Ce type de fruitier compact trouve donc facilement sa place sur une terrasse ou un balcon. Son feuillage caduc, dense et vert foncé apporte une ombre légère autour d’une petite table pendant l’été, avant de prendre des teintes jaunes et orangées à l’automne. Les fruits allongés mûrissent généralement entre juin et septembre. Plus l’arbre profite d’un emplacement chaud et lumineux, plus les mûres gagnent en sucre et en parfum.
Bien choisir son mûrier et son contenant
Il est facile de confondre les mûres produites par les ronces avec celles du mûrier-arbre. Ici, il est bien question du petit arbre appartenant à la famille des Moracées, dont le développement est nettement plus facile à maîtriser en bac que celui d’une ronce envahissante.
Pour maximiser les chances de récolte, mieux vaut choisir une variété naine et autofertile. ‘Mojo Berry’, ‘Gerardi Dwarf’ ou encore un mûrier noir compact comme ‘Black Beauty’ font partie des options adaptées aux petits espaces.
Il faut ensuite prévoir un contenant à sa mesure. « Les mûriers ne sont peut-être pas la première espèce qui vient à l’esprit lorsqu’on pense aux meilleurs arbres fruitiers pour les petits jardins et les conteneurs, mais ils peuvent être cultivés avec succès en pots », explique l’experte Katie Sunderlage, citée par Homes & Gardens.

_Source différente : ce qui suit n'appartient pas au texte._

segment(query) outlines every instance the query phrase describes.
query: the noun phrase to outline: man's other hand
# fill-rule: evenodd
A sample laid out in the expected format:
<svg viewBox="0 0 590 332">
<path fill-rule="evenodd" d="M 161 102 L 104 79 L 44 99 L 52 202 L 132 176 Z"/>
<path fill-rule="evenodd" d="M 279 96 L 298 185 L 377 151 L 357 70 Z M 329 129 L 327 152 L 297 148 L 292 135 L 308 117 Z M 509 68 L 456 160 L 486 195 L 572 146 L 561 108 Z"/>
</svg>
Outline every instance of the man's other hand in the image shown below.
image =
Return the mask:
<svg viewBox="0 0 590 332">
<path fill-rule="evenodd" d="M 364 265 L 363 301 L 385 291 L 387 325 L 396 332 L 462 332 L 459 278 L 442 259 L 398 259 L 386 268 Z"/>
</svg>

Un pot percé d’environ 40 cm de diamètre peut convenir à un sujet nain. Il est préférable de disposer des graviers ou des billes d’argile au fond afin de faciliter l’évacuation de l’eau, puis d’installer l’ensemble dans un emplacement bénéficiant du plein soleil.
Plan d’action : planter, arroser et récolter
L’installation de ce mini-verger en bac repose sur quelques gestes simples :
- planter le mûrier au printemps ou à l’automne, toujours en dehors des périodes de gel ;
- remplir le contenant avec un mélange composé de deux tiers de terre et d’un tiers de compost mûr ;
- positionner la motte de manière à maintenir le collet au niveau du sol, puis combler et tasser délicatement ;
- arroser généreusement jusqu’à ce que l’eau s’écoule par les trous de drainage, puis installer un paillage afin de préserver la fraîcheur du substrat ;
- pendant l’été, arroser une à deux fois par semaine et apporter un engrais adapté aux fruitiers environ toutes les trois semaines.
À la fin de l’hiver, une taille légère est généralement suffisante. Elle consiste à retirer le bois mort et à raccourcir les rameaux d’environ un tiers afin de maintenir l’arbre à une hauteur proche de celle des épaules.
Les variétés naines peuvent supporter des températures comprises entre -12 et -15 °C. En pot, toutefois, leurs racines restent davantage exposées au froid qu’en pleine terre. Lors des fortes gelées, mieux vaut donc isoler le contenant ou le rapprocher d’un mur abrité.
La patience peut enfin varier d’un sujet à l’autre. Certains mûriers demandent plusieurs années avant de produire généreusement, tandis que d’autres, comme ‘Mojo Berry’, peuvent fructifier dès leur première saison. Une récolte parfois suffisante pour remplir un bol de mûres fraîches au petit déjeuner.